AlliedBarton to merge with Universal Services
By Canadian Security
The merger of AlliedBarton Security Services and Universal Services of America will create a security company that can provide industry-leading technology solutions and approximately 140,000 highly-trained officers.
By Canadian Security
The combined company, which will operate under the AlliedUniversal brand following the close of the transaction, will offer its clients localized response and national support. It is expected to have total annual revenues of approximately US$4.5 billion. The transaction is expected to close in the third quarter of 2016.
Steve Jones, chief executive officer of Universal Services of America, will serve as the CEO of the combined company. He comments, “AlliedBarton Security Services and Universal Services of America share a deep focus on the customer experience. Bill Whitmore and the AlliedBarton team have established a sterling reputation in the industry for reliability and support.
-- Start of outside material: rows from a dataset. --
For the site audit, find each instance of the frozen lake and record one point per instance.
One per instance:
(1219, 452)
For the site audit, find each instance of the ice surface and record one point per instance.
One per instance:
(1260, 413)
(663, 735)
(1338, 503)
This combination brings together two excellent teams, and we are very excited to partner in a seamless integration that we expect to complete by the end of the year.”
Whitmore remarks, “Through this combination with Universal Services of America, we expect to deliver tremendous value to our clients through access to Universal’s portfolio of technology-based security solutions.” Whitmore, CEO of AlliedBarton, will serve as chairman of the board of the new company.
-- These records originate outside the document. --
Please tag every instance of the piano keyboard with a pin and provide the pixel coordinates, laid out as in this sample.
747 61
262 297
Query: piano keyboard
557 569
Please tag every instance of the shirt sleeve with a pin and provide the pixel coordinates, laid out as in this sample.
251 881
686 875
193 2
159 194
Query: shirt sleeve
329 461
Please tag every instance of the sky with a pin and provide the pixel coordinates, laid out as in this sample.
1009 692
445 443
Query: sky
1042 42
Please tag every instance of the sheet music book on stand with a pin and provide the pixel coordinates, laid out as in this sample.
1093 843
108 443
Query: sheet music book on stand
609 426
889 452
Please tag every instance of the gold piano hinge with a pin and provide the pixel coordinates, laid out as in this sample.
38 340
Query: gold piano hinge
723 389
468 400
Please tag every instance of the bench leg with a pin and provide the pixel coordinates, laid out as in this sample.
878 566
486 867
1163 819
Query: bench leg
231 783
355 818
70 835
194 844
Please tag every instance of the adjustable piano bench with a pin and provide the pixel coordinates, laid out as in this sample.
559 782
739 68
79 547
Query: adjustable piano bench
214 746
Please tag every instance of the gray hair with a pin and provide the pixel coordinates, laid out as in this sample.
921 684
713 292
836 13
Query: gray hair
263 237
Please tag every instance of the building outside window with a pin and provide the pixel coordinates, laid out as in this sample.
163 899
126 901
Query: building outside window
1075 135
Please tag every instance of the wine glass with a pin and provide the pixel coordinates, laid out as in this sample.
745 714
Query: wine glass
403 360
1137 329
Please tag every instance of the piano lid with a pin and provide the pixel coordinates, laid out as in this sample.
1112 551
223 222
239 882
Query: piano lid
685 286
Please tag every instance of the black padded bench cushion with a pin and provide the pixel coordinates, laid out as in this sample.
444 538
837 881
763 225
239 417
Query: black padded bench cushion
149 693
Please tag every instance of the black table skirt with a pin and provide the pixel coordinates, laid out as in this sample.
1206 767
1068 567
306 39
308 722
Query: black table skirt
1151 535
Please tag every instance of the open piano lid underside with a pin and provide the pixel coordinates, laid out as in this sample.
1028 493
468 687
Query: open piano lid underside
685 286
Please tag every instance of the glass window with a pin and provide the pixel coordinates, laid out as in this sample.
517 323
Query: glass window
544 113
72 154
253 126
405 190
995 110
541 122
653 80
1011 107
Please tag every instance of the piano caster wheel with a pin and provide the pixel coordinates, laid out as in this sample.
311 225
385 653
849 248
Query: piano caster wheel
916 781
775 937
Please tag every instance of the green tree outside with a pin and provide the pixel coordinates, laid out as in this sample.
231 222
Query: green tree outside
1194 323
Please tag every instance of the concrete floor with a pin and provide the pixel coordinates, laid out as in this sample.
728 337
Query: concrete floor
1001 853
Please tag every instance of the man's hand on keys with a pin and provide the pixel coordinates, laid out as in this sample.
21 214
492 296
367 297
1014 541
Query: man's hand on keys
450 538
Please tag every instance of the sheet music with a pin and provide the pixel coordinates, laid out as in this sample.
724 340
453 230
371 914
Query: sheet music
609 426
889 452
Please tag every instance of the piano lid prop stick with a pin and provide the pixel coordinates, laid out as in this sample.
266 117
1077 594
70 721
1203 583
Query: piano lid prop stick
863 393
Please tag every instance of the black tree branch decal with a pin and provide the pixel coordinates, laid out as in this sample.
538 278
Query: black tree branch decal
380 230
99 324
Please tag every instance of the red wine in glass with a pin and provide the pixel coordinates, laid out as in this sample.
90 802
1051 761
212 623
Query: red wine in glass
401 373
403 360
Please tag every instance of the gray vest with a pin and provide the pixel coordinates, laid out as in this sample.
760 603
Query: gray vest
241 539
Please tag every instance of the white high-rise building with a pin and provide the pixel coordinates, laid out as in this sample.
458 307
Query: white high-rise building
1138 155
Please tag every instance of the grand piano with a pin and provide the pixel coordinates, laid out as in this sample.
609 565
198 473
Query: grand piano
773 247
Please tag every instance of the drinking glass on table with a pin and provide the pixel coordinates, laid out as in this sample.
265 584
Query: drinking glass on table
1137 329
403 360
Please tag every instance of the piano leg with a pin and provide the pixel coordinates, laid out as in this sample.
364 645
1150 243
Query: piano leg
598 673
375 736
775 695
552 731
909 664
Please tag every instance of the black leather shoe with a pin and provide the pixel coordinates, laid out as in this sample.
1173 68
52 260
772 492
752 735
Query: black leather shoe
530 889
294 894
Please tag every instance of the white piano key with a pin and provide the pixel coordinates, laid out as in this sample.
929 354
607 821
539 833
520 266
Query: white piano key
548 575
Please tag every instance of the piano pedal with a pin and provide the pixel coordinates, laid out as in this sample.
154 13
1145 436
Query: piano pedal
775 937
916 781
AlliedBarton Security Services is a leader in providing responsive and customizable security services to a diversified group of clients from more than 120 regional and district offices located throughout the United States.
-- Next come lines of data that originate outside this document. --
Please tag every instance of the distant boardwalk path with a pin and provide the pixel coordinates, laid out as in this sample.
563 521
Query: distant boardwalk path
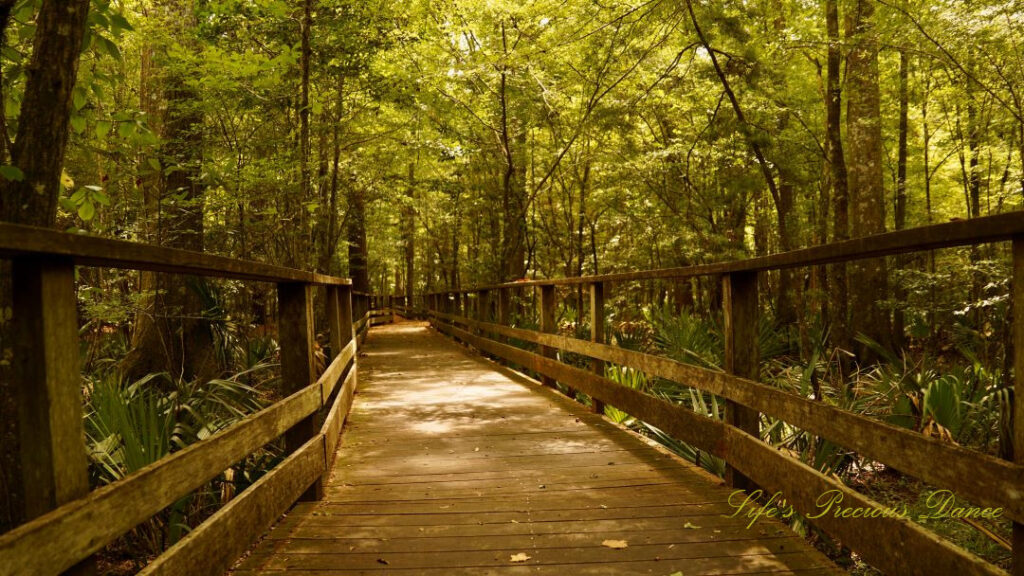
450 465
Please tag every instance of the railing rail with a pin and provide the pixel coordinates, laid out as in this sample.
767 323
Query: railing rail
895 545
68 523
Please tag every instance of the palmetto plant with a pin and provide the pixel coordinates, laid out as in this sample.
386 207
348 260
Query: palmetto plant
130 425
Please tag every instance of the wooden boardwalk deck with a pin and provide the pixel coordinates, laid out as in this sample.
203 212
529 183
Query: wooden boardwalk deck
450 465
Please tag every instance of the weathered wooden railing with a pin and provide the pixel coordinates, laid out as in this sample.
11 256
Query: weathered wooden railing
896 545
68 522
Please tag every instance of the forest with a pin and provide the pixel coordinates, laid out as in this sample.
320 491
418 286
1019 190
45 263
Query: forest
433 147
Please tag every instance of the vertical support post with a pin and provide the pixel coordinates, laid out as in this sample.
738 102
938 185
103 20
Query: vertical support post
504 306
739 301
47 386
597 335
548 325
1017 295
334 320
345 322
482 307
295 310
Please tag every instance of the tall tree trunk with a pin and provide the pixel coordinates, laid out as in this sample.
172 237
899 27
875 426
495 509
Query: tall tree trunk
866 180
409 232
172 336
38 151
899 321
331 236
356 219
838 176
42 125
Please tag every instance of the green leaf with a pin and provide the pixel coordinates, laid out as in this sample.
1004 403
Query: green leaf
86 211
103 128
12 173
78 123
100 197
119 23
110 47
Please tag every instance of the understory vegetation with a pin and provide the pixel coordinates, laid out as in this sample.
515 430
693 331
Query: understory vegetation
423 147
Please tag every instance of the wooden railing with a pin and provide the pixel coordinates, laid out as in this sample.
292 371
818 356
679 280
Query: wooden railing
69 523
896 545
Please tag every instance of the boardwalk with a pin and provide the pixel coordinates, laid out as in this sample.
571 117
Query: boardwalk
451 466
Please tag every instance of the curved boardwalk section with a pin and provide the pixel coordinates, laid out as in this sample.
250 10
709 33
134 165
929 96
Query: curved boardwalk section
451 465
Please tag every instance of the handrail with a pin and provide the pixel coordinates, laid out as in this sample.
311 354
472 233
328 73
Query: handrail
958 233
19 241
893 544
80 522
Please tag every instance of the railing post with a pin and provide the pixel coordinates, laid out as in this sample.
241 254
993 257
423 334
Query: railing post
482 305
548 324
298 370
597 335
47 386
504 307
741 355
1017 295
345 320
334 320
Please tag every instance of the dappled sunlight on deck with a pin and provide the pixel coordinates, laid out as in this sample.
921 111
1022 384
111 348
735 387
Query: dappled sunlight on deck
451 464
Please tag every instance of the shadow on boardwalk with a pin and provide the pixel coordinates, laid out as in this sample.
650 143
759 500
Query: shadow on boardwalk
451 465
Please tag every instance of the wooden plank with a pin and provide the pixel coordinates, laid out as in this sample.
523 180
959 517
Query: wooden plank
548 305
337 337
58 539
741 356
215 544
676 420
47 384
298 364
981 479
17 240
382 517
47 388
962 233
336 417
330 378
597 315
345 310
895 545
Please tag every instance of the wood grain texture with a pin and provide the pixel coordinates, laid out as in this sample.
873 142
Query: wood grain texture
215 544
451 466
16 240
742 359
895 545
981 479
57 540
298 366
47 384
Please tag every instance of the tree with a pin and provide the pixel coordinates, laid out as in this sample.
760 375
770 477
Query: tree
867 215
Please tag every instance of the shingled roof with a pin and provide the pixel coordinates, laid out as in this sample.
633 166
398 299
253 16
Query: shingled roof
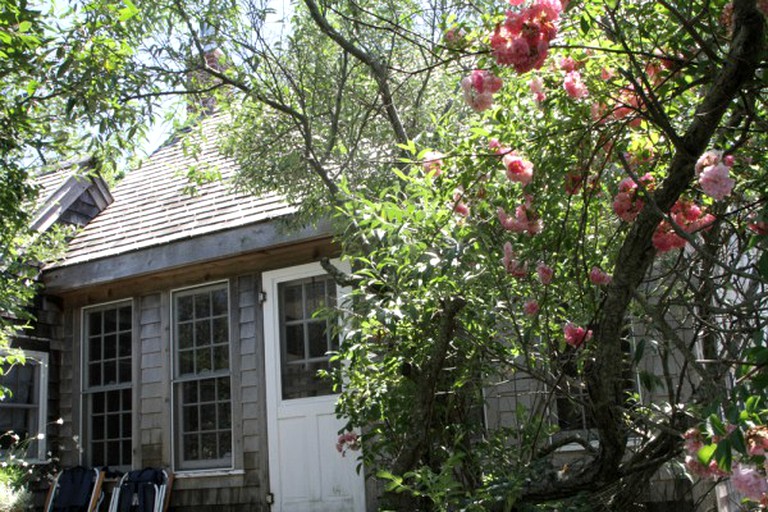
152 206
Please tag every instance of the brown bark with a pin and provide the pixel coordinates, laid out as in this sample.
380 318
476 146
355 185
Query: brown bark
637 252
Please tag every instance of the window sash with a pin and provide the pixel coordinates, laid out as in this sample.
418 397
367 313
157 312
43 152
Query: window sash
108 384
30 416
202 387
305 340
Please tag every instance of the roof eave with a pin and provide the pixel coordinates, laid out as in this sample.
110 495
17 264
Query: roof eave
197 250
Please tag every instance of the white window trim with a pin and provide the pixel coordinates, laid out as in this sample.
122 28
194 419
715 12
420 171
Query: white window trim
41 361
174 381
271 280
83 438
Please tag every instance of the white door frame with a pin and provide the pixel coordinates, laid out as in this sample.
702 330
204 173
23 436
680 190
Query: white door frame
277 409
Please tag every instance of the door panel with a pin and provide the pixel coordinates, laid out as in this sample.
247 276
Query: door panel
307 474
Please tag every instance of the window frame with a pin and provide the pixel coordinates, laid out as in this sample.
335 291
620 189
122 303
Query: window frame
305 322
176 381
41 361
87 391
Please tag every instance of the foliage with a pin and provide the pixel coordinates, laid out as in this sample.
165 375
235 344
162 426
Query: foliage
561 194
538 199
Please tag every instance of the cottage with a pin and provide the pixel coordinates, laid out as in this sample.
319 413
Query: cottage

Universal Services of America is the largest American-owned security company, providing an innovative mix of traditional manned security solutions and advanced digital security technologies to ensure the safety of clients throughout North America. The company also offers clients janitorial solutions, as well as safety and emergency preparation services.
Warburg Pincus and Wendel will be lead investors in the combined entity with equal voting rights and board representation; Partners Group and members of management will also have ownership interests in the combined company.